I'm trying to solve below exercise in Brezis' Functional Analysis, i.e.,
Let $(\Omega, \mathcal F, \mu)$ be a measure space with $\mu(\Omega) < \infty$. Let $p \in [1, \infty)$ and $j:\mathbb R \to \mathbb R$ be convex. We define $$ J:L^p(\Omega) \to (-\infty,+\infty], u \mapsto \int_\Omega j \circ u. $$ Prove that $J$ is convex and lower semi-continuous.
Could you confirm if my below attempt is correct?
Proof Notice that $\mu(\Omega) < \infty$ and Jensen's inequality imply $J(u)$ is well-defined for every $u \in L^p(\Omega)$. Notice that $L^\infty (\Omega) \subset L^{n+1} (\Omega) \subset L^n (\Omega)$ for all $n \in \mathbb N^*$.
- $J$ is convex.
Let $t \in [0, 1]$ and $u_1, u_2 \in L^p(\Omega)$. By convexity of $j$, $$ j (t u_1 (\omega)+(1-t)u_2(\omega)) \le tj\circ u_1 (\omega)+(1-t) j \circ u_2 (\omega) \quad \forall \omega \in \Omega. $$
Then $$ \int_\Omega j \circ (tu_1+(1-t)u_2) \le t\int_\Omega j \circ u_1 +(1-t) \int_\Omega j \circ u_2. $$
Then $J(tu_1+(1-t)u_2) \le tJ(u_1)+(1-t)J(u_2)$ and thus $J$ is convex.
- $J$ is l.s.c.
First, we assume $j$ is non-negative.

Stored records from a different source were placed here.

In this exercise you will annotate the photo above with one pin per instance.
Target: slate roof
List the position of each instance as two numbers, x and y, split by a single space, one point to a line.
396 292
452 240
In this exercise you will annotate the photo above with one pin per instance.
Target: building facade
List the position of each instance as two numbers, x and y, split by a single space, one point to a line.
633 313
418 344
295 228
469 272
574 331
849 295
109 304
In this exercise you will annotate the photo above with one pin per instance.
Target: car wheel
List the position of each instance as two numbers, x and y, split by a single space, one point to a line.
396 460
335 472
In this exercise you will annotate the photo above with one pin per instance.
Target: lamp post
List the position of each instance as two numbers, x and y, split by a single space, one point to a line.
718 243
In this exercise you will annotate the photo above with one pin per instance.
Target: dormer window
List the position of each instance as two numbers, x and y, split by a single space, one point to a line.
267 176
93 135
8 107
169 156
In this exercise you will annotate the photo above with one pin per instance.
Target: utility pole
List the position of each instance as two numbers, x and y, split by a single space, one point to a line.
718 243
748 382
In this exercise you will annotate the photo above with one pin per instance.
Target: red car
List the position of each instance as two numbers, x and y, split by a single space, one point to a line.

Fix $\alpha \in \mathbb R$. To prove that $J$ is l.s.c., it suffices to prove $$ A:=\{u \in L^p(\Omega) : J(u) \le \alpha\} $$ is closed. Let $u_n \in A$ and $u \in L^p(\Omega)$ such that $u_n \to u$ in $L^p$. There is a sub-sequence $\varphi$ of $\mathbb N$ such that $u_{\varphi (n)} \to u$ $\mu$-a.e. Then $j \circ u_{\varphi (n)} \to j \circ u$ $\mu$-a.e. By Fatou's lemma, $$ 0 \le \int j \circ u \le \liminf_n \int j \circ u_{\varphi (n)} \le \alpha. $$
Hence $u \in A$. To solve the general case, we need
Lemma: Any proper convex lower semi-continuous function is bounded from below by a continuous affine function.
By above Lemma, there are $a,b \in \mathbb R$ such that $j' (x) :=j(x) - ax-b \ge 0$ for all $x \in \mathbb R$. Clearly, $j'$ is convex. Let $$ J':L^p(\Omega) \to (-\infty,+\infty], u \mapsto \int_\Omega j' \circ u. $$
As we have just proved above, $J'$ is l.s.c. On the other hand, $J'(u) = J(u) -a \int u \mathrm{~d} \mu-b \mu(\Omega)$. Clearly, $u \mapsto -a \int u \mathrm{~d} \mu-b \mu(\Omega)$ is continuous. Hence $J$ is l.s.c. This completes the proof.